I realize I am obsessing. I am sitting at my desk, angrily going through stacks of backed-up work as I anguish over how much trouble I went to preparing Righter for yet another case, promising I would be there for him, just as I always have been. It is a shame he does not seem inclined to return the favor. I am a free lunch. All of Chandonne’s Virginia victims are free lunches. I just can’t accept it and am beginning to resent the hell out of Jaime Berger, too. “Well, check with the courts,” I say to Rose. “And by the way, he’s being released from MCV this morning.” I resist saying Jean-Baptiste Chandonne’s name. “Expect the usual phone calls from the media.”
“I heard on the news this New York prosecutor’s in town.” Rose flips through my date book. She doesn’t look up at me. “Wouldn’t that be something if she gets snowed in?”
I get up from my desk, take off my lab coat and hang it on the back of my chair. “I don’t guess we’ve heard from her.”
“She hasn’t called here, not for you.” My secretary hints she knows that Berger did track down Jack or at least someone besides me.
I am very skilled at becoming prepossessed with business and deflecting any effort on another person’s part to probe an area I choose to avoid. “To expedite things,” I say before Rose can give me one of her pregnant looks, “we’ll skip the staff meeting. We need to get these bodies out of here before the weather gets any worse.”
Rose has been my secretary for ten years. She is my office mother. She knows me better than anyone but doesn’t abuse her position by pushing me in directions I don’t want to go in. Curiosity about Jaime Berger fizzes on the surface of Rose’s thoughts. I can see questions rising in her eyes. But she won’t ask. She knows damn well how I feel about trying the case in New York instead of here, and that I don’t want to talk about it. “I think Dr. Chong and Dr. Fielding are already in the morgue,” she is saying. “I haven’t seen Dr. Forbes yet.”
It occurs to me that even if the Mayo Brown case goes forward todayeven if the courts don’t close because of snowRighter isn’t going to call me. He will stipulate my report and resort to putting the toxicologist on the stand, at best. There is no way in hell Righter is going to face me after I called him a coward, especially since the accusation is true and a part of him must know it. He will probably figure out a way to avoid me the rest of his life, and that unpleasant thought leads to another one as I cross the hallway. What does all this bode for me?
I push through the ladies’ room door and make the transition from civilized paneling and carpeting, through a series of changing rooms, into a world of biological hazards, starkness and violent attacks on the senses. Along the way, one sheds shoes and outer clothing, stowing them safely in teal-green lockers. I keep a special pair of Nikes parked near the door that leads inside the autopsy suite. The shoes are not destined to walk through the land of the living ever again, and when it is time to get rid of them, I will burn them. I clumsily arrange my suit jacket, slacks and white silk blouse on hangers, my left elbow throbbing. I straggle into a full-length Mega Shield gown that has viral-resistant front panels and sleeves, sealed seams and a gripper neck, which is a snug stand-up collar. I pull on shoe covers, then an O.R. cap and surgical mask.

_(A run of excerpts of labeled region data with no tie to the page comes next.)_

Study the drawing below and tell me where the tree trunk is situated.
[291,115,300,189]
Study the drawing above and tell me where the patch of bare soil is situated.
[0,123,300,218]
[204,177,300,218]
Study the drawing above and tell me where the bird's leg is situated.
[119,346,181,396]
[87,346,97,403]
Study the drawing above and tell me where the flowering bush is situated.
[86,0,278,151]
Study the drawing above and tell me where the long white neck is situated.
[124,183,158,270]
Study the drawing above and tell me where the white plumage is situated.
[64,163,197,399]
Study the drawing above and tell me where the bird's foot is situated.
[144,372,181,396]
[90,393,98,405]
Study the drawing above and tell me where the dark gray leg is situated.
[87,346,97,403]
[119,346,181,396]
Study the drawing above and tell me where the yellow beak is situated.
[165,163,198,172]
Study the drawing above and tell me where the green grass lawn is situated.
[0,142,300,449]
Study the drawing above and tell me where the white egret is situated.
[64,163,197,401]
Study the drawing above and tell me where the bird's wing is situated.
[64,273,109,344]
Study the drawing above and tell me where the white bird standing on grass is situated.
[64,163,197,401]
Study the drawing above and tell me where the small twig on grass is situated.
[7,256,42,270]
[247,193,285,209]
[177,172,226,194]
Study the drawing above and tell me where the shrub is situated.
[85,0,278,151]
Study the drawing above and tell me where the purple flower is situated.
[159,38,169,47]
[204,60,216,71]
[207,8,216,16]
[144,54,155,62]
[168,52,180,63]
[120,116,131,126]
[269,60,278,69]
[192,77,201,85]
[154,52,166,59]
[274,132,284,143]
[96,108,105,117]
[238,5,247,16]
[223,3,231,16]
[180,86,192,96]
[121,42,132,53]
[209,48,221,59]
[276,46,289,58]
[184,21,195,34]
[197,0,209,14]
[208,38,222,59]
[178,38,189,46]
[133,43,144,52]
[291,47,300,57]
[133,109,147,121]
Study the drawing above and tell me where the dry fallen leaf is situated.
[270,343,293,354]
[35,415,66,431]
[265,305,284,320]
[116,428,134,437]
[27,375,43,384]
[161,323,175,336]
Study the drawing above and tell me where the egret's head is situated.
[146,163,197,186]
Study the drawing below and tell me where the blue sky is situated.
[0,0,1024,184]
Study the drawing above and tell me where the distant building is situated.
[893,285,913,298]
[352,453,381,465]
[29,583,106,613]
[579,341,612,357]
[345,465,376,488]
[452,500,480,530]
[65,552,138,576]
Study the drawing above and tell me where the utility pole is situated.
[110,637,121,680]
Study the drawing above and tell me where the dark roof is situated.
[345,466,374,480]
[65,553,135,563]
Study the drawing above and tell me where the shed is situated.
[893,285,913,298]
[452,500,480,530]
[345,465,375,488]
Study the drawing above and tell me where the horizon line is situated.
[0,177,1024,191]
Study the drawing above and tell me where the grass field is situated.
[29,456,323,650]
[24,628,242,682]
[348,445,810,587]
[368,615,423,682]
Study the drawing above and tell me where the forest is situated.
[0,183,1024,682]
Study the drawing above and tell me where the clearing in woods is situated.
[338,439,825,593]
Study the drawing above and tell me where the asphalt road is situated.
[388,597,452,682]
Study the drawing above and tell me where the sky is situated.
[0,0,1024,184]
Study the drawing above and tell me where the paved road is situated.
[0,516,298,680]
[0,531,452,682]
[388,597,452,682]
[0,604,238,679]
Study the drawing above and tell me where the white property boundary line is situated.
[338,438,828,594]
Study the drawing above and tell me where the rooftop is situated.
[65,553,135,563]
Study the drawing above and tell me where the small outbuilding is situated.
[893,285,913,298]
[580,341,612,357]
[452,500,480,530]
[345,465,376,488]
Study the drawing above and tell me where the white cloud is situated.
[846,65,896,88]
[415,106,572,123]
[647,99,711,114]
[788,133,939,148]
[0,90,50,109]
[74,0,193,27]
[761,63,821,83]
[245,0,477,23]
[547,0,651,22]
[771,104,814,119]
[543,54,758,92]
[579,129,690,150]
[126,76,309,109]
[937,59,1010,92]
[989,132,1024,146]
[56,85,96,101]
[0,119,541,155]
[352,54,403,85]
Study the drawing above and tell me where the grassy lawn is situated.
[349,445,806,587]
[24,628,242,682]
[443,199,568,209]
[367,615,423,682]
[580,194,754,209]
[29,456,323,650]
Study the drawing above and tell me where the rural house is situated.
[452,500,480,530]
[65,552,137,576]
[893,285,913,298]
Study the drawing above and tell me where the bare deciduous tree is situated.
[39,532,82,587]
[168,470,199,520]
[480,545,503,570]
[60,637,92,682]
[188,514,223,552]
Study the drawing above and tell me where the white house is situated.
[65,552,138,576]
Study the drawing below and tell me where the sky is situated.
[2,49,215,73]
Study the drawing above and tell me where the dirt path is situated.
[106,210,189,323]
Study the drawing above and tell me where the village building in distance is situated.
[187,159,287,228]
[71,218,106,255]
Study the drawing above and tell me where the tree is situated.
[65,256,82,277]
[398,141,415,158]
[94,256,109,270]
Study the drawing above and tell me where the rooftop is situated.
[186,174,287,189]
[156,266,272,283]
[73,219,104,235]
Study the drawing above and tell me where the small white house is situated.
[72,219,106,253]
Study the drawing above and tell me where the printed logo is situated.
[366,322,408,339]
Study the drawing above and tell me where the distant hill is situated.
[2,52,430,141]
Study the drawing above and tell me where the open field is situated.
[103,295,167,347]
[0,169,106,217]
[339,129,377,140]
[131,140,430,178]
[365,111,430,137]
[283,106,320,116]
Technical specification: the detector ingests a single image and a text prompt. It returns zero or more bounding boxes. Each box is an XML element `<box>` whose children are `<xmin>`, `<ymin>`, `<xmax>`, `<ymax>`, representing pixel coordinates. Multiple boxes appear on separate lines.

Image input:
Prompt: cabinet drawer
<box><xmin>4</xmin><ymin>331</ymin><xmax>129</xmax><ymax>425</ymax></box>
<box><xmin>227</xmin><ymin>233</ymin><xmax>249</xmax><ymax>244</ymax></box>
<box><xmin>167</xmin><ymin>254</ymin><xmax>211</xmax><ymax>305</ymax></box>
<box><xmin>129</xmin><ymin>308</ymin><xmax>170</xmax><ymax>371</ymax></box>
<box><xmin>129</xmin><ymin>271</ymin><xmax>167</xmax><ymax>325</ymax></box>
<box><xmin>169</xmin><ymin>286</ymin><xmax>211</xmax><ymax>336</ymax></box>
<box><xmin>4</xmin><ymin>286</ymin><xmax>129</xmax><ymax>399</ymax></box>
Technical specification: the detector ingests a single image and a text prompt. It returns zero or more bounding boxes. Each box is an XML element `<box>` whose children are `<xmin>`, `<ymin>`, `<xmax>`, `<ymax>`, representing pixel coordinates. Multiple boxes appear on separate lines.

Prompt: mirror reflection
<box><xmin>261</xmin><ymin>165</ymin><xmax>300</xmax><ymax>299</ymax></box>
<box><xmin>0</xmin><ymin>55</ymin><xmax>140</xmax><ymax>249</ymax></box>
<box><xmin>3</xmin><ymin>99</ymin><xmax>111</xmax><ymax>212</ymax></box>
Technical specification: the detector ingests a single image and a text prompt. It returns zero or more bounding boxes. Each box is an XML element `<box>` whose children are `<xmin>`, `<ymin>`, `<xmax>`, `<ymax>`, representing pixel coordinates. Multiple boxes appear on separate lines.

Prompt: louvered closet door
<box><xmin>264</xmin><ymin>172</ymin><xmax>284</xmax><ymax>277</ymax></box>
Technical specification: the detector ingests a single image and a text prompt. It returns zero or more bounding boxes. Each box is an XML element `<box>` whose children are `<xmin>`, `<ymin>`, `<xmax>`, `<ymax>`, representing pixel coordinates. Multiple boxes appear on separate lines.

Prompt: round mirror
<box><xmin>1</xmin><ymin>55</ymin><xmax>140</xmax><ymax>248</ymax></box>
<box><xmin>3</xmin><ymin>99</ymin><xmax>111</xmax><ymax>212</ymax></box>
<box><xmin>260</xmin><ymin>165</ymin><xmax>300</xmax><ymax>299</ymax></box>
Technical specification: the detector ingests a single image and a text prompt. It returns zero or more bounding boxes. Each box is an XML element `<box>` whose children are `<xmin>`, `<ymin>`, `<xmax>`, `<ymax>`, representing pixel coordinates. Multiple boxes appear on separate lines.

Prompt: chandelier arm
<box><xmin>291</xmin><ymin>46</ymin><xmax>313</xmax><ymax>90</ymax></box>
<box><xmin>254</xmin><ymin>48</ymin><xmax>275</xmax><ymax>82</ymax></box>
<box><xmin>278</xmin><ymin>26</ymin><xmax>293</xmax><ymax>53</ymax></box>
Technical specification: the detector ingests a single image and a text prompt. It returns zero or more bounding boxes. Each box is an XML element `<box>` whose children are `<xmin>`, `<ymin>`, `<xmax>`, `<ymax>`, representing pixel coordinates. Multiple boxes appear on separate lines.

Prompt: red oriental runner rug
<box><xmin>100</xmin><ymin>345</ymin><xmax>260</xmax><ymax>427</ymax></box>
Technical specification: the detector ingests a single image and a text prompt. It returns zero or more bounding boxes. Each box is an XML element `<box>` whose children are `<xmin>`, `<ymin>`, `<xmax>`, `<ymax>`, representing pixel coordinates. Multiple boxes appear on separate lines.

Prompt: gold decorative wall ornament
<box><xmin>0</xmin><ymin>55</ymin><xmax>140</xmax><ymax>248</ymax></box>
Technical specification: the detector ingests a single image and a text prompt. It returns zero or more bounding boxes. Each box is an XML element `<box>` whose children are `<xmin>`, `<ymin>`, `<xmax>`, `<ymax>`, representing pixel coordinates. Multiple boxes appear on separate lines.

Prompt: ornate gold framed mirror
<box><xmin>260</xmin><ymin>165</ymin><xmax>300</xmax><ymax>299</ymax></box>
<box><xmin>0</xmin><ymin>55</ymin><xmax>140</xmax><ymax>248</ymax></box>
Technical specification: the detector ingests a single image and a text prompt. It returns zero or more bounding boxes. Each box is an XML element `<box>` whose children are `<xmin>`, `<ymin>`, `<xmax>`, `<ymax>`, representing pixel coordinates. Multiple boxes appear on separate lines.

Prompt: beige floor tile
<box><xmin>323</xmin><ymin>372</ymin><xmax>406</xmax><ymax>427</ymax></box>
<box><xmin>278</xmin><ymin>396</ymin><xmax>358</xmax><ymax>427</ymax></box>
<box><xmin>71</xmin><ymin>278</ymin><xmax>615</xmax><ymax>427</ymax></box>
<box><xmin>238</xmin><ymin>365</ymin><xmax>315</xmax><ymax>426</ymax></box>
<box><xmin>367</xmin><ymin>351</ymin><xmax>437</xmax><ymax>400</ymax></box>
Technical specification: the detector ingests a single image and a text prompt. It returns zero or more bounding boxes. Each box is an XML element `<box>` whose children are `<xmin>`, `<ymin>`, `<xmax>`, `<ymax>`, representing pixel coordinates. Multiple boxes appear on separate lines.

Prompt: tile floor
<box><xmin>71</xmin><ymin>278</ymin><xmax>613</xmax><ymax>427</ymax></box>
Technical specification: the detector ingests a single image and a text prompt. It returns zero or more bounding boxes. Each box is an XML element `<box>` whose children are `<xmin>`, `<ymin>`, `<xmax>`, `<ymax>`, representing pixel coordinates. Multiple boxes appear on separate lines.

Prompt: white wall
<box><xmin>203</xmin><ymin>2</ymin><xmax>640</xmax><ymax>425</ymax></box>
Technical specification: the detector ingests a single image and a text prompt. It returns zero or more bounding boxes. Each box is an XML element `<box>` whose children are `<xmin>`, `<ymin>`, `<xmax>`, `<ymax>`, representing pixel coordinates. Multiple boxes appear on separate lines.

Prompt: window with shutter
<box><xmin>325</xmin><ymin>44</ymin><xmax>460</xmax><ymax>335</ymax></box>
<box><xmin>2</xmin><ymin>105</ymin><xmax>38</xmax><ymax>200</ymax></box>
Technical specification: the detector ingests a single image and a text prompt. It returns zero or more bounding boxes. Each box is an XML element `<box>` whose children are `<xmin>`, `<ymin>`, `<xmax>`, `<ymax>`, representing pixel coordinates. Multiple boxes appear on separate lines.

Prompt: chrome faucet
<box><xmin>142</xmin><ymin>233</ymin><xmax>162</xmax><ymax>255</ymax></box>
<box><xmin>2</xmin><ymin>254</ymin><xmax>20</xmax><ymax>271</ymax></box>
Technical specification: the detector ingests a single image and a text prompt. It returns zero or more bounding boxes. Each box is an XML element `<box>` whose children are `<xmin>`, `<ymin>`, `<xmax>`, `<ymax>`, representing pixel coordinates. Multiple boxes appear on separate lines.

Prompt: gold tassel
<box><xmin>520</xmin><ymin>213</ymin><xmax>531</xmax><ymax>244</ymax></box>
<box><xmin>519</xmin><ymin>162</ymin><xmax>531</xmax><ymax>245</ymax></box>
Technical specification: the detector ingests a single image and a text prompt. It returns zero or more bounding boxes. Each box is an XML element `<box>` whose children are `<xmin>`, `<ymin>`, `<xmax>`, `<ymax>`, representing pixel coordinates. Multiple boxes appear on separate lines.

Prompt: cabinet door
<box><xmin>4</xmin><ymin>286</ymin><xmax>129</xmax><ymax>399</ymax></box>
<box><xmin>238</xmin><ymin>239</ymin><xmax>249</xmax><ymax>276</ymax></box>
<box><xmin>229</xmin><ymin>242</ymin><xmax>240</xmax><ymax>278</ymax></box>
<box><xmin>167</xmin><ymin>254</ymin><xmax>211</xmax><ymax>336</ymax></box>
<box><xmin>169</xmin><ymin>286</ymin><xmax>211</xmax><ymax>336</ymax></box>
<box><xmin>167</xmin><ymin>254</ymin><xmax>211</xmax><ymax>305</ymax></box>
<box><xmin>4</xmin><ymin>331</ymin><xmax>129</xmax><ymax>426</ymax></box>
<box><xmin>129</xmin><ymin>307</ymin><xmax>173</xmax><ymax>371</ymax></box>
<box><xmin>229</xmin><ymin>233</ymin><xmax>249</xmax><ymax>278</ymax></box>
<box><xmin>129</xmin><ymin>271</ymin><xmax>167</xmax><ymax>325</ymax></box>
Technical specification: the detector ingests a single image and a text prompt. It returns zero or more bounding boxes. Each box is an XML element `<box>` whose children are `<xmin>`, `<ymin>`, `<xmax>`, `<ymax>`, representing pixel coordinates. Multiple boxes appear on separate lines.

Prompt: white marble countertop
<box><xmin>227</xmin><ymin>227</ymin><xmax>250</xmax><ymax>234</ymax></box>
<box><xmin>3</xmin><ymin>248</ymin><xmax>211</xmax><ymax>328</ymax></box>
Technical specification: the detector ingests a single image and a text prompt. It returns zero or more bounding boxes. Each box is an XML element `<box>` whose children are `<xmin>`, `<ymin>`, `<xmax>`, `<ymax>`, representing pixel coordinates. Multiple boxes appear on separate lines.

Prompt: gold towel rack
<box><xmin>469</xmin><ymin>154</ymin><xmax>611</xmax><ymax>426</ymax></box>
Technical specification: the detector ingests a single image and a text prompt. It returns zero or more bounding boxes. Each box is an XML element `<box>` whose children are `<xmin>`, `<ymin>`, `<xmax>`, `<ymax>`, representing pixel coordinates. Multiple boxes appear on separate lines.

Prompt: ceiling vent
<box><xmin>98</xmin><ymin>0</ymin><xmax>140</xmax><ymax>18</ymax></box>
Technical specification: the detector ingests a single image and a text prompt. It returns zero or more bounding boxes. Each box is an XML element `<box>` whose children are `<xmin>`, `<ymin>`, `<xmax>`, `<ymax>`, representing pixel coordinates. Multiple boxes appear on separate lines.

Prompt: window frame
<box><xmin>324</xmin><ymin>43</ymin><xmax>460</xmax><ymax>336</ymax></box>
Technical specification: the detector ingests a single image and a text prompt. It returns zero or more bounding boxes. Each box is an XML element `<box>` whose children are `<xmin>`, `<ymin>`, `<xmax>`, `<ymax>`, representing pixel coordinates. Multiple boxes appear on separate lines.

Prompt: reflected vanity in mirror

The final touch of my fluid-proofing is a face shield to protect my eyes from splashes that might carry such frights as hepatitis or HIV.
Stainless steel doors automatically open, and my feet make paper sounds over the tan vinyl floor of the biohazard epoxy-finished autopsy suite. Doctors in blue hover over five shiny stainless steel tables fastened to steel sinks, water running, hoses sucking, X rays on light boxes a black-and-white gallery of organ-shaped shadows and opaque bones and tiny, bright bullet fragments that, like loose metal chips in flying machines, break things and cause leaks and vital gears to seize. Hanging from clips inside safety cabinets are DNA specimen cards that have been stained with blood. They look oddly like a bunting of tiny Japanese flags as they air-dry beneath a hood. From closed-circuit television monitors mounted in corners a car engine rumbles loudly in the bay, a funeral home here to deliver or take away. This is my theater. It is where I perform. As unwelcome as the average person might find the morbid odors, sights and sounds that rush to greet me, I am suddenly and immensely relieved. My heart lifts as doctors glance up at me and nod good morning. I am in my element. I am home.